1. Initial acceleration:
The bus starts from rest and accelerates at 1.4 m/s^2 for 14 seconds. To find the distance traveled during this phase, we can use the following equation of motion:
distance = (initial velocity * time) + (0.5 * acceleration * time^2)
Since the initial velocity is 0 m/s, the equation simplifies to:
distance = 0.5 * acceleration * time^2
Plugging in the given values, we get:
distance = 0.5 * 1.4 m/s^2 * (14 s)^2 = 137.2 meters
2. Constant velocity:
After accelerating for 14 seconds, the bus travels at a constant velocity for 23 seconds. Since the velocity remains constant, the distance traveled during this phase can be calculated using the equation:
distance = velocity * time
We need to find the velocity of the bus during this phase. We know that acceleration is the rate of change of velocity, so integrating the acceleration over the 14-second period will give us the change in velocity. Using the equation:
velocity = initial velocity + (acceleration * time)
Since the initial velocity is 0 m/s and the acceleration is 1.4 m/s^2, plugging in the values, we get:
velocity = 0 m/s + (1.4 m/s^2 * 14 s) = 19.6 m/s
Now we can calculate the distance:
distance = 19.6 m/s * 23 s = 450.8 meters
3. Final deceleration:
After traveling at a constant speed for 23 seconds, the bus decelerates to a stop with an acceleration of magnitude 1.3 m/s^2. We can use the same equation as before to calculate the distance traveled during this phase. The final velocity will be 0 m/s, and the time is not given. Let's assume it takes t seconds for the bus to come to a stop.
0 m/s = 19.6 m/s + (-1.3 m/s^2 * t)
Solving for t, we find:
t = 15.077 seconds (approximated to three decimal places)

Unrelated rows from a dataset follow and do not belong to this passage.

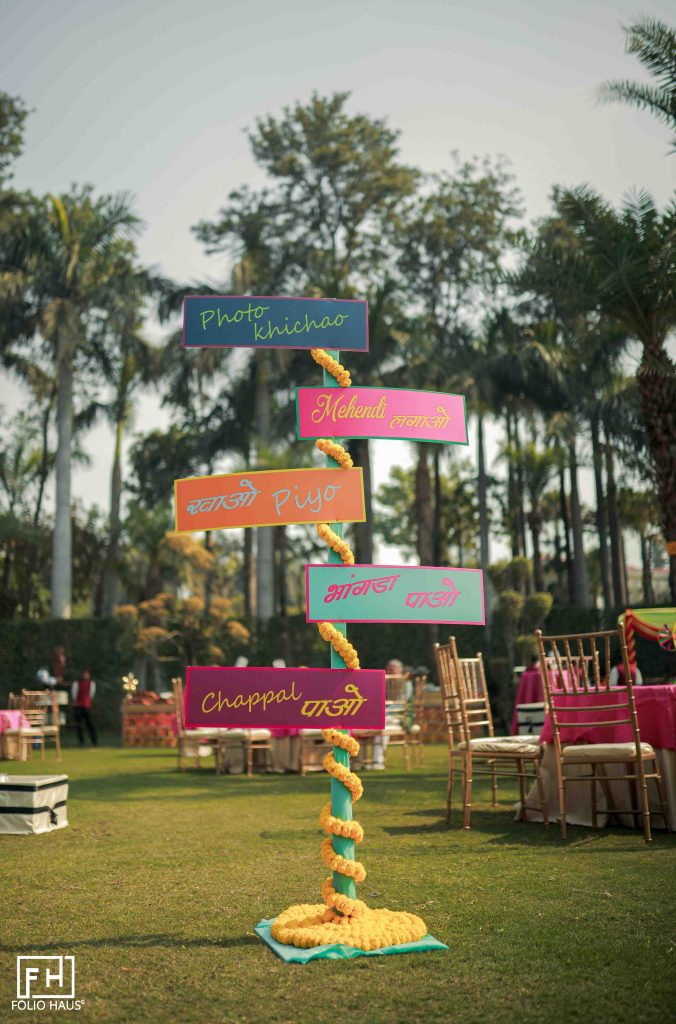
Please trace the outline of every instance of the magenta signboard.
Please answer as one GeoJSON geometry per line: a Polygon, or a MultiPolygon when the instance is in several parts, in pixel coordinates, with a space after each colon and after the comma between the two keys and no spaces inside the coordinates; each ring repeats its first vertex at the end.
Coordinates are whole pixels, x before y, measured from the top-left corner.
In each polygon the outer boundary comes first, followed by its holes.
{"type": "Polygon", "coordinates": [[[405,388],[296,388],[299,438],[381,437],[467,444],[463,395],[405,388]]]}
{"type": "Polygon", "coordinates": [[[189,729],[382,729],[385,673],[190,665],[185,721],[189,729]]]}

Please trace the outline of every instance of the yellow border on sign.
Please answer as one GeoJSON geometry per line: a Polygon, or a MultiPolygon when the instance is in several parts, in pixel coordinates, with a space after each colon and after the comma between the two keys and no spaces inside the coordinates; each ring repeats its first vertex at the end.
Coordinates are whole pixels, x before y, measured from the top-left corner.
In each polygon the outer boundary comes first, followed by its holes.
{"type": "Polygon", "coordinates": [[[252,469],[252,470],[235,470],[234,473],[205,473],[203,476],[182,476],[178,480],[174,480],[174,533],[206,533],[209,530],[256,530],[259,526],[309,526],[312,523],[365,523],[366,522],[366,494],[364,492],[364,472],[361,466],[352,466],[352,469],[356,469],[359,473],[359,484],[361,488],[361,504],[364,510],[364,515],[358,519],[346,519],[345,516],[341,516],[340,519],[330,519],[327,516],[320,517],[319,519],[287,519],[284,522],[279,520],[276,523],[250,523],[247,526],[196,526],[193,530],[179,530],[178,528],[178,484],[184,480],[217,480],[219,477],[224,476],[239,476],[240,473],[246,473],[247,476],[265,476],[270,473],[333,473],[342,472],[340,469],[329,466],[299,466],[298,469],[252,469]]]}

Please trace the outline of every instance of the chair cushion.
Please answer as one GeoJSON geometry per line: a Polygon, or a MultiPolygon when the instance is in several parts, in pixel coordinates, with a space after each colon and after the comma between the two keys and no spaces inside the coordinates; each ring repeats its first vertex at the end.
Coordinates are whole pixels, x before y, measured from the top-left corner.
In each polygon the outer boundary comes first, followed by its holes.
{"type": "MultiPolygon", "coordinates": [[[[511,754],[516,757],[539,757],[542,749],[539,743],[529,741],[527,736],[486,736],[470,740],[473,754],[511,754]]],[[[458,743],[456,750],[466,750],[467,744],[463,740],[458,743]]]]}
{"type": "Polygon", "coordinates": [[[245,732],[250,740],[269,740],[272,737],[269,729],[246,729],[245,732]]]}
{"type": "Polygon", "coordinates": [[[324,738],[321,729],[301,729],[300,734],[304,740],[321,740],[324,738]]]}
{"type": "MultiPolygon", "coordinates": [[[[641,744],[644,758],[654,757],[655,751],[649,743],[641,744]]],[[[635,743],[579,743],[564,747],[561,751],[564,761],[569,764],[591,764],[592,761],[635,761],[635,743]]]]}
{"type": "Polygon", "coordinates": [[[422,731],[422,726],[420,726],[420,725],[412,725],[411,728],[408,731],[409,732],[421,732],[422,731]]]}

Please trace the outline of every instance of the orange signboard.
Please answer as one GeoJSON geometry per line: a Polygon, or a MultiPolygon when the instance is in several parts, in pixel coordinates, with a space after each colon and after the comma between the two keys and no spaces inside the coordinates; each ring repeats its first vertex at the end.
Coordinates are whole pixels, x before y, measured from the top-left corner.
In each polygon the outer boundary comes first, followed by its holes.
{"type": "Polygon", "coordinates": [[[362,471],[265,469],[174,481],[176,529],[228,530],[291,523],[363,523],[362,471]]]}

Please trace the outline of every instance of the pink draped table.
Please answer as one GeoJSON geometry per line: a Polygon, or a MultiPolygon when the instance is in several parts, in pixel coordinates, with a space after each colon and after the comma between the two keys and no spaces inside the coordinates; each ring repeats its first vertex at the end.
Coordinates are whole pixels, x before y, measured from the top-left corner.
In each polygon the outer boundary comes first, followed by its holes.
{"type": "Polygon", "coordinates": [[[8,729],[30,729],[30,722],[21,711],[0,711],[0,733],[8,729]]]}
{"type": "MultiPolygon", "coordinates": [[[[624,699],[623,690],[609,690],[603,693],[571,693],[561,694],[557,697],[559,708],[559,721],[565,723],[575,722],[579,717],[575,711],[566,711],[566,704],[588,704],[593,707],[595,704],[620,703],[624,699]]],[[[634,700],[636,702],[636,717],[638,728],[641,733],[641,741],[650,743],[655,750],[676,750],[676,686],[635,686],[634,700]]],[[[607,717],[614,716],[614,712],[607,713],[607,717]]],[[[626,718],[626,709],[618,709],[617,718],[626,718]]],[[[579,729],[564,729],[561,733],[561,742],[570,743],[630,743],[633,734],[630,725],[618,725],[615,728],[595,729],[582,726],[579,729]]],[[[554,735],[549,715],[545,718],[545,724],[540,734],[540,743],[552,743],[554,735]]]]}
{"type": "Polygon", "coordinates": [[[0,711],[0,759],[25,760],[26,748],[16,734],[19,729],[30,729],[30,725],[21,711],[0,711]]]}
{"type": "MultiPolygon", "coordinates": [[[[676,686],[635,686],[634,698],[636,701],[636,716],[641,742],[650,743],[655,750],[660,774],[664,780],[667,794],[667,805],[670,815],[670,827],[676,831],[676,686]]],[[[604,693],[578,693],[561,694],[557,700],[559,710],[559,721],[574,723],[578,717],[575,711],[566,711],[568,704],[611,704],[613,700],[621,700],[621,692],[615,694],[613,690],[604,693]]],[[[612,714],[605,712],[604,714],[612,714]]],[[[618,709],[618,718],[626,717],[626,711],[618,709]]],[[[545,724],[540,734],[540,742],[545,744],[542,758],[542,778],[545,786],[545,795],[549,807],[550,820],[558,821],[558,792],[556,784],[556,761],[553,747],[552,723],[549,715],[545,718],[545,724]]],[[[594,728],[593,726],[581,725],[579,729],[564,729],[561,733],[561,741],[564,745],[573,743],[626,743],[633,739],[630,725],[618,725],[615,728],[594,728]]],[[[569,775],[582,774],[586,768],[571,766],[567,769],[569,775]]],[[[588,783],[578,783],[568,786],[566,820],[571,825],[591,825],[591,786],[588,783]]],[[[609,792],[612,803],[616,807],[626,807],[630,803],[626,783],[611,782],[609,792]]],[[[649,782],[648,794],[650,797],[651,817],[653,812],[659,810],[657,792],[654,783],[649,782]]],[[[527,803],[535,802],[535,792],[531,790],[528,794],[527,803]]],[[[520,805],[517,805],[517,809],[520,805]]],[[[606,804],[605,793],[598,793],[599,822],[605,824],[608,815],[604,811],[612,810],[606,804]]],[[[541,821],[540,814],[536,811],[527,810],[529,821],[541,821]]],[[[631,815],[620,815],[622,824],[633,826],[631,815]]],[[[654,819],[654,824],[662,828],[661,817],[654,819]]]]}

Now we can calculate the distance using:
distance = (velocity * time) + (0.5 * acceleration * time^2)
Plugging in the values:
distance = (19.6 m/s * 15.077 s) + (0.5 * -1.3 m/s^2 * (15.077 s)^2) = -140.6 meters
The negative sign indicates that the bus moved in the opposite direction during deceleration. Therefore, we take the magnitude of the distance to get:
distance = 140.6 meters
To find the total distance traveled by the bus, we sum up the distances from each phase:
total distance = 137.2 meters + 450.8 meters + 140.6 meters = 728.6 meters
Therefore, the total distance traveled by the bus is approximately 728.6 meters.